Wer bedroht unsere Identität?

PRAG: Identität und Souveränität sind Themen, die heutzutage häufig diskutiert werden. Doch was bedeuten diese Begriffe eigentlich? Beide bestehen unter Umständen aus dem Gefühl, dass eine Gemeinschaft sich nur dann selbst verwirklichen kann, wenn sie nicht behindert wird – im Wesentlichen heißt dies, dass eine Gemeinschaft ihr eigenes Schicksal selbst bestimmen kann.

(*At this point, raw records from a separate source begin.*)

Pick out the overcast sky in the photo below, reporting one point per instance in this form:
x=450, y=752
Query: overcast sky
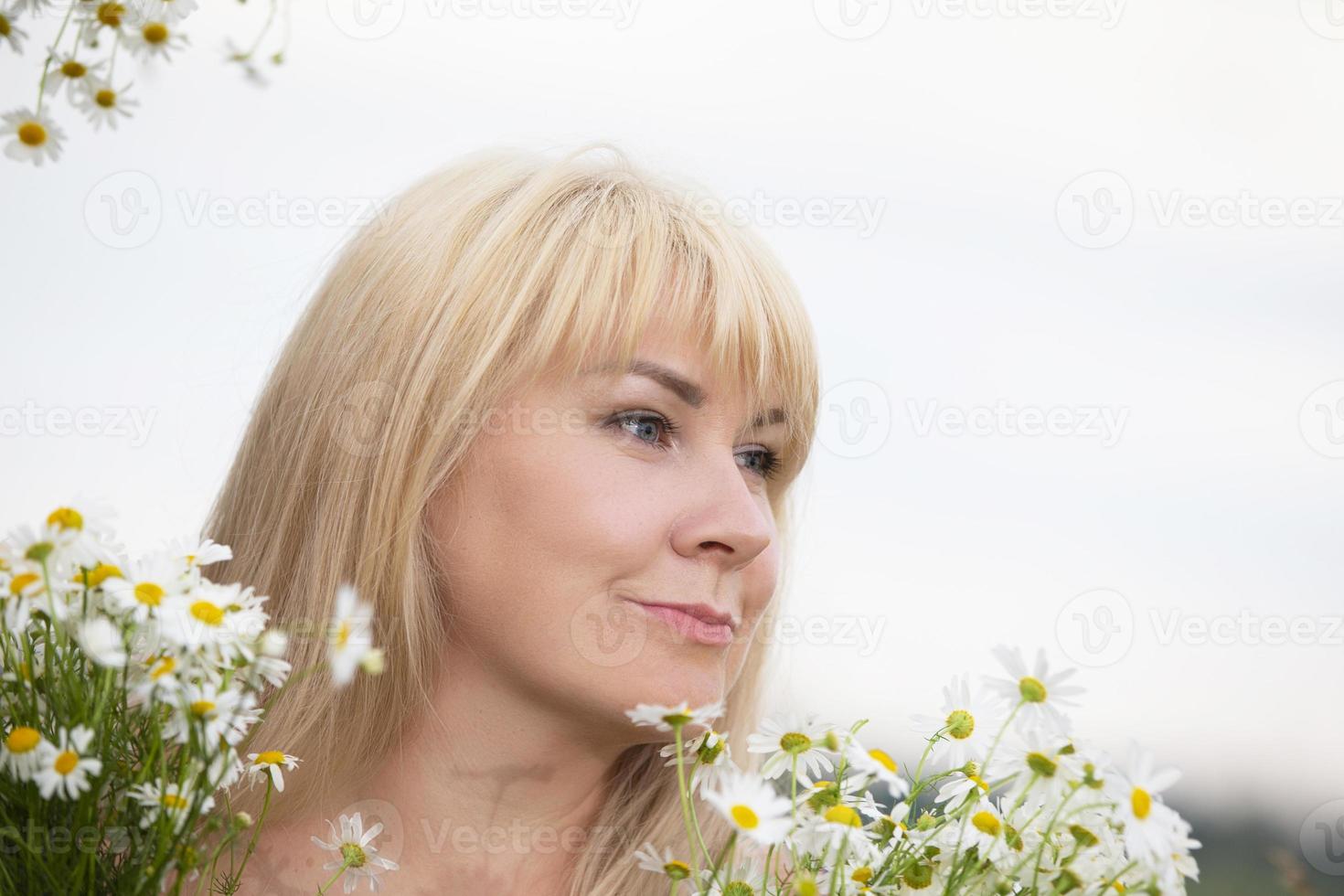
x=1074, y=271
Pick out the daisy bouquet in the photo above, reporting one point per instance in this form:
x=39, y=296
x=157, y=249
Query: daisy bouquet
x=85, y=40
x=1003, y=799
x=129, y=698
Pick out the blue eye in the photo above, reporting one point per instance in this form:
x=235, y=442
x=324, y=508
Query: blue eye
x=646, y=426
x=768, y=463
x=644, y=422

Die gegenwärtige Debatte über Identität und Souveränität ist häufig eher von Hoffnungslosigkeit geprägt. Beide Dinge sind angeblich bedroht: durch eine EU, die uns so weit wie nur irgend möglich “assimilieren” möchte; durch die Europäische Kommission mit ihren Standardvorgaben; durch die NATO, den Internationalen Währungsfond und durch die Weltbank; darüber hinaus durch die Vereinten Nationen, durch ausländisches Kapital, durch westliche Ideologien, durch die Mafia aus dem Osten, durch den Einfluss der Vereinigten Staaten von Amerika, durch die Einwanderung aus Asien oder Afrika, und zudem durch weiß der Himmel was noch.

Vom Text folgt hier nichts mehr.